Reviews

Review: Lucia di Lammermoor (Royal Opera House)

Katie Mitchell’s feminist take on Donizetti’s tragic opera returns in its first revival

Mark Valencia

Mark Valencia

| London | London's West End |

31 October 2017

Lisette Oropesa as Lucia and Charles Castronovo as Edgardo in Lucia di Lammermoor (ROH)
Lisette Oropesa as Lucia and Charles Castronovo as Edgardo in Lucia di Lammermoor (ROH)
© Stephen Cummiskey

Gone are the hilarious bloodbath, humping rumpy-pumpy, tinkling water feature and flatfooted conducting of its 2016 premiere (review still available here). Instead we have a recalibrated return in which the headstrong director Katie Mitchell has heeded counsel and come up with a much-improved Lucia di Lammermoor.

It isn't perfect by any means, and the decision to have Lucia tipped into madness by a bloody miscarriage is still tasteless, but at least most of the ideas now work.
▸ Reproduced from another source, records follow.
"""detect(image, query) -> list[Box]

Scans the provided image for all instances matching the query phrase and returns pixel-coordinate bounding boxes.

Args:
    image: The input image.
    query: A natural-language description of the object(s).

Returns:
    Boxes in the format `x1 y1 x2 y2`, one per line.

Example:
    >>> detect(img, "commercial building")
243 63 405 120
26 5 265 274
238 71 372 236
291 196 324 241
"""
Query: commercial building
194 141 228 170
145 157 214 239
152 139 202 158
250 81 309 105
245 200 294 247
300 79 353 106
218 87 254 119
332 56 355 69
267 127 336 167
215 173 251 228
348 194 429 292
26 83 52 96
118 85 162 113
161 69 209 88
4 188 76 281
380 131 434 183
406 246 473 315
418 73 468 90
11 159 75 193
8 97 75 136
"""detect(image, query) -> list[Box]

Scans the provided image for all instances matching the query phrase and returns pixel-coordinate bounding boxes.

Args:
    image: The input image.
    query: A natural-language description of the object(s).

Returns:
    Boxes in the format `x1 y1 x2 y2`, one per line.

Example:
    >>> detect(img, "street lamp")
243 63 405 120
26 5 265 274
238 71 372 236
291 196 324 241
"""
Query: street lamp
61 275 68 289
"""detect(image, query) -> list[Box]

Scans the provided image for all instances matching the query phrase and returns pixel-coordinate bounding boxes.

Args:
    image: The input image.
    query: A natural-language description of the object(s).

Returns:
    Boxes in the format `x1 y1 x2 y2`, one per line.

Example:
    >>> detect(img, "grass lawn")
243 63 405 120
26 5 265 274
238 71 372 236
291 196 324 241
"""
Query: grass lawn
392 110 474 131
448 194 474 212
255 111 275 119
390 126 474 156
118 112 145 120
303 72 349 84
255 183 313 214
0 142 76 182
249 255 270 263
The talking point on this occasion is unlikely to be designer Vicki Mortimer‘s split-screen sets, even though these still prompt Mitchell to the worst kind of show-'n'-tell, with visual action on one side of the stage later mansplained on the other. Instead, it’s the star-making turn by soprano Lisette Oropesa that’s the revival’s carry-out.

Having rescued Glyndebourne’s Don Pasquale from mediocrity this summer, the Cuban-American soprano now elevates another Donizetti opera to the heights. Oropesa’s subtle vibrato, fast, light and allied to a silvery-bright timbre, was a constant delight, and her account of the mad scene (accompanied this time by a solo flute rather than glass harmonica obbligato) had a transcendent beauty.

What it wasn’t, however, was harrowing. Oropesa’s delivery fell into the bel canto trap of one-mood-fits-all as she sang with unchanging vocal loveliness and left the task of projecting emotional resonance to her face and body. This young artist is a work in progress, then, but she’s still a thrilling discovery.

'Something approaching greatness'

Sir Walter Scott’s novel of brotherly power and arranged marriage has been given an 1840s setting that suits Mitchell’s preoccupation with pitting bad men against put-upon women (and in the current climate who can blame her?). Patriarchal to a fault, the gentlemen in their black frock coats resemble living monoliths against which no vulnerable woman could hope to prevail. The unfair sex does not emerge from this opera with any credit at all, since even Lucia’s lover Edgardo is ready to assume the worst of his beloved. In Mitchell’s baleful depiction, masculinity is a tough watch.

Tenor Charles Castronovo has braved the misandry for another stab at Edgardo, and this time his ravishing tenor finds an ideal counterpart in Oropesa. Their first-act duet, "Ah! Verrano a te sull’aure", shone like a good deed in a wicked world.

Christopher Maltman‘s baritone has filled out impressively and on this evidence he now inhabits Italianate repertoire to the manner born. No more Papagenos for him, I fancy; instead he sank into Enrico’s villainy with convincing depth and a broadened dramatic timbre that was close to ideal.

Italian bass Michele Pertusi found complexity in the morally compromised Raimondo, while Andrew Tortise (Normanno) and Konu Kim (the doomed Arturo) both scored well; but it’s Rachel Lloyd as Alisa, Lucia’s loyal companion, who impressed in particular. In a role that involves a great deal of stage time but little vocal input she convinced thoroughly. Mitchell uses Lloyd to expand the female contingent in this male-oriented opera, a move she extends to a couple of ghosts – one too many, I’d say – who hover into Lucia’s thoughts from time to time.

What a pleasure it was to hear this opera conducted in a way that painted its colours and explored its dimensions. Michele Mariotti‘s loving account with the ROH Orchestra raised Lucia di Lammermoor from the level of a lurid potboiler to something approaching greatness. Which is where it belongs.

Lucia di Lammermoor continues in repertory at the Royal Opera House until 27 November.